Do you have any general tips or productivity tricks to share?
Contrary to a recent post on OSXDaily, only update to Mavericks if you don’t use Mail. Its bad, really bad. If you are someone who uses Mail for anything besides a few casual emails a day, it is unusable. Apple pretends its not so bad, but its far worse than they admit to. Besides just not delivering email unless you restart it frequently, it doesn’t always open emails either, just flickering a window. I would recommend if you are going to go to Mavericks, and need Mail, jump ship and switch to Sparrow, Mail Pilot, etc. Mavericks also silently changed text replacement services and disallows fixing “space” typos in words the same way 10.8 allowed. Subtle minor things that add up, I don’t recommend it to friends.

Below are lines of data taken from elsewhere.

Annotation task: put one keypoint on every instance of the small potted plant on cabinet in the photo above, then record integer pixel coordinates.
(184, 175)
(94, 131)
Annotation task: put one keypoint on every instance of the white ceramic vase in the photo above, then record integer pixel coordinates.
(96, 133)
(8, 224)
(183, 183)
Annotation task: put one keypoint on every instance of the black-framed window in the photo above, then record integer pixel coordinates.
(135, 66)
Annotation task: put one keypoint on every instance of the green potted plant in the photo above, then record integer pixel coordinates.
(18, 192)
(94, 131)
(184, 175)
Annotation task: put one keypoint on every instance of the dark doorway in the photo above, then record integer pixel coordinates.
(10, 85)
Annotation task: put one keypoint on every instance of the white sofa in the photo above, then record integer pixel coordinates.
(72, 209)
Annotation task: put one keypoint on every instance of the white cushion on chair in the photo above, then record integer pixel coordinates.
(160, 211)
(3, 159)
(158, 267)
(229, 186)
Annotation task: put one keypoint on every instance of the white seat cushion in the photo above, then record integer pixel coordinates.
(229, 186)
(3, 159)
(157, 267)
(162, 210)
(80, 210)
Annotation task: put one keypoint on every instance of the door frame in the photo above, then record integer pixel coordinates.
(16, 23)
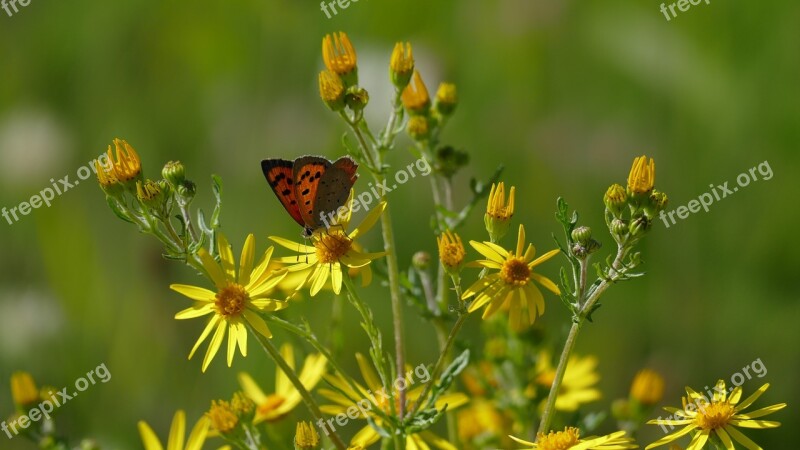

Airplay speakers require very strong wi-fi signals, and have a couple seconds of delay to them. They can’t be used for gaming as such, and with a somewhat weak signal, they won’t operate. Perfect example is playing a rented movie from the iMac over wifi to the Apple TV, which cannot also play to an Airplay speaker at the same time, as the Wifi network is too saturated by the movie buffering on the Apple TV. Once the movie buffers, then the Airplay speaker can be chosen and work fine, but doing so before the movie has finished buffering will silently fail 99% of the time. I’ve also had horrible experiences with other vendors expensive routers besides the Airport extreme in reliability for Airplay. So stick with the Apple router if you don’t need exotic router configurations in order to keep AirPlay stable.
I really like the Brookstone LED projector. Great for movies in the evening, or a darker room. On trips I take it with me, my iPhone, and some headphones and we have a portable theatre. The projector runs for about 1.5 hours on its internal battery before it needs to be plugged in to continue on.